La vie de Nelly (6/6) : Chez Nelly
Nous arrivons bientôt au bout de l'histoire de Nelly. Je tenais à conclure le récit de sa vie chez elle. Dans sa résidence pour séniors à Saint-Denis. Sans surprise, tout le monde aime Nelly. Son voisin de palier : "Celui qui ne la connaît pas, il rate quelque chose !" Pendant ce temps, Nelly fredonne L'idole des jeunes.
Elle me tire par le bras, elle veut que je parle avec Férial, la secrétaire de la résidence. Férial s'inquiète. Avec l'inflation, elle voit que les résidents ont de plus en plus de mal à boucler les fins de mois. Terminés les loisirs, les petits plaisirs : "Quand ils mangent, c'est bien…" Elle ne comprend pas que les personnes âgées soient rendues "invisibles" dans la France d'aujourd'hui comme "s'il y avait une date de péremption". Nelly se marre et hausse le ton : "C'est pour ça qu'il faut gueuler !"
Ça y est, nous sommes dans l'appartement de Nelly, qui se fait un plaisir de me montrer tous ses "objets Johnny". Je demande des nouvelles du verre à brosse à dents à l'effigie du rocker, dont elle était si fière. "Cassé." Ma déception est immense. Nelly : "Ça faisait longtemps que je n'avais pas pleuré comme ça pour un verre."
Les photos jaunies d'une mère célibataire
Mais chez Nelly, il n'y a pas que des photos de Johnny. Il y a aussi des photos jaunies. Elle nous présente sa famille, ses parents, l'occasion de nous rappeler que Nelly est une fille du Nord, issue du milieu ouvrier. Il y a une autre photo, où on voit un homme barbu.
"Le barbu, c’est le papa de mon fils, le papa toujours jamais là."
Nellyà franceinfo
Nelly veut bien qu'on en parle.

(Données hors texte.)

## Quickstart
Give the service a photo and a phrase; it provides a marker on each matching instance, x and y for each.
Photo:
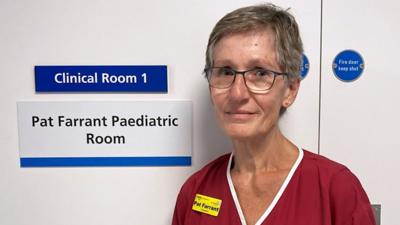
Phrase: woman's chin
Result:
(239, 131)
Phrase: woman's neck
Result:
(268, 153)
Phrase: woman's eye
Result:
(226, 72)
(261, 72)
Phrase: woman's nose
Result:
(239, 89)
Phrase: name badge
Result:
(207, 205)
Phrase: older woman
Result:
(252, 65)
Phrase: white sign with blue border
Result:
(348, 65)
(101, 78)
(134, 133)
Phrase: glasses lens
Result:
(259, 79)
(221, 77)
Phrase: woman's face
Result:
(241, 113)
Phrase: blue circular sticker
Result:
(348, 65)
(305, 67)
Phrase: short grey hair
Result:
(288, 44)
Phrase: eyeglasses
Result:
(256, 80)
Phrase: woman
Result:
(252, 65)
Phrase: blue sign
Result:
(106, 161)
(305, 67)
(348, 65)
(101, 78)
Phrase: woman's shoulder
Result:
(213, 171)
(324, 165)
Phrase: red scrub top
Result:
(317, 191)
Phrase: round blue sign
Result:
(305, 67)
(348, 65)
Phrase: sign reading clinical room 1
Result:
(101, 78)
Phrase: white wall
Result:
(175, 33)
(360, 120)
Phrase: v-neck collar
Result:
(276, 198)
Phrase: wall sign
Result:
(101, 79)
(134, 133)
(348, 65)
(305, 66)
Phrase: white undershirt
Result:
(276, 198)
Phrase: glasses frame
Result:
(207, 72)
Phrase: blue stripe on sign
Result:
(148, 78)
(106, 161)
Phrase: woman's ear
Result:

Un père absent, inconstant, fidèle au bar du coin mais moins fidèle avec sa famille. Elle raconte sa vie, à dormir sous les toits, au-dessus d'un café. Sans salle de bains, à se laver "à l'ancienne", au lavabo. Ça dure neuf ans. Le petit grandit. Elle craque, quitte cet homme. Il disparaît pendant dix ans. Nelly mère célibataire, qui enchaîne les petits boulots mais qui ne se plaint pas. Elle a pris sa vie en main. Pour Johnny, elle a toujours des larmes. Pour le père de son fils, aucune. Il a fallu "s'endurcir", pour préserver son fils : "Il n'avait pas à subir." Heureusement Johnny est là. Son "défouloir", "son sac de frappes comme à la boxe", pour évacuer les mauvaises ondes.

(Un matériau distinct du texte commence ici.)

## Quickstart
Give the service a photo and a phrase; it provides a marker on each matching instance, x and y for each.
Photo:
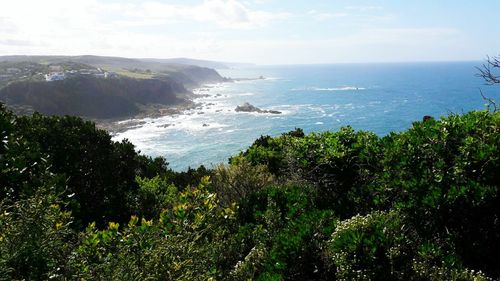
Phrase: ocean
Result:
(381, 98)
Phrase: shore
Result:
(118, 125)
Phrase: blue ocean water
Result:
(375, 97)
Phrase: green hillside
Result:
(96, 87)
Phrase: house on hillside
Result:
(55, 76)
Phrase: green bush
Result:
(35, 237)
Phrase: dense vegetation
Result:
(348, 205)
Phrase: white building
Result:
(54, 76)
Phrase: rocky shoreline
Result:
(188, 107)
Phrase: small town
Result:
(49, 73)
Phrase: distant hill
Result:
(86, 90)
(189, 75)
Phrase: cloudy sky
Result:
(256, 31)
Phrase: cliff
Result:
(93, 97)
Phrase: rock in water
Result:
(247, 107)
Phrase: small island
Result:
(247, 107)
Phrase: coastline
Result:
(116, 126)
(152, 111)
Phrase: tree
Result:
(490, 72)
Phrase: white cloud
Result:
(322, 16)
(364, 8)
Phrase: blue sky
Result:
(256, 31)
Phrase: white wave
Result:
(333, 89)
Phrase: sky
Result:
(255, 31)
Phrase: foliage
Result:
(35, 237)
(235, 182)
(422, 204)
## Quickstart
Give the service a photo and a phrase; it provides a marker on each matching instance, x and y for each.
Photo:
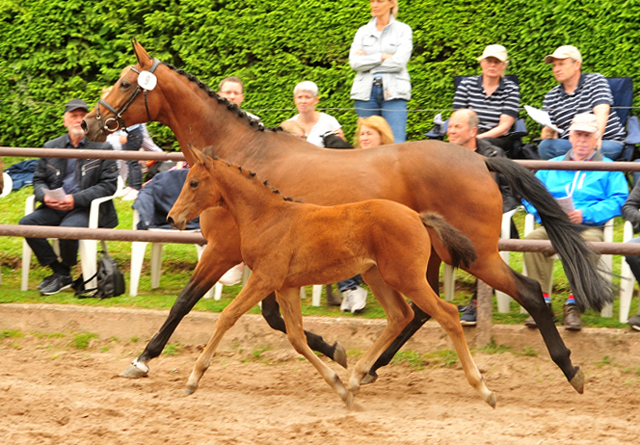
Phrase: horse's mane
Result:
(248, 174)
(230, 106)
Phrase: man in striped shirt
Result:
(578, 93)
(494, 98)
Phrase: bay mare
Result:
(427, 175)
(288, 245)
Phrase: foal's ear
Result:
(143, 57)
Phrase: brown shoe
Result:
(531, 323)
(571, 318)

Nelly ne regrette rien, "j'en parlerai au diable", pour reprendre le titre d'une chanson de son chanteur préféré. Si elle avait une question à poser au diable : "Il est là Johnny ?" Et encore une fois, elle se marre. Ma dernière question : "S'il y avait une chanson pour résumer votre vie ?" Sans hésitation : "Les coups ! Quand ils vous arrivent oh oui ! Ça fait mal." Elle ajoute : "Mais on s'en sort toujours." Nelly me claque une bise, me lance un dernier "rock'n'rollllll", et laisse chanter Johnny.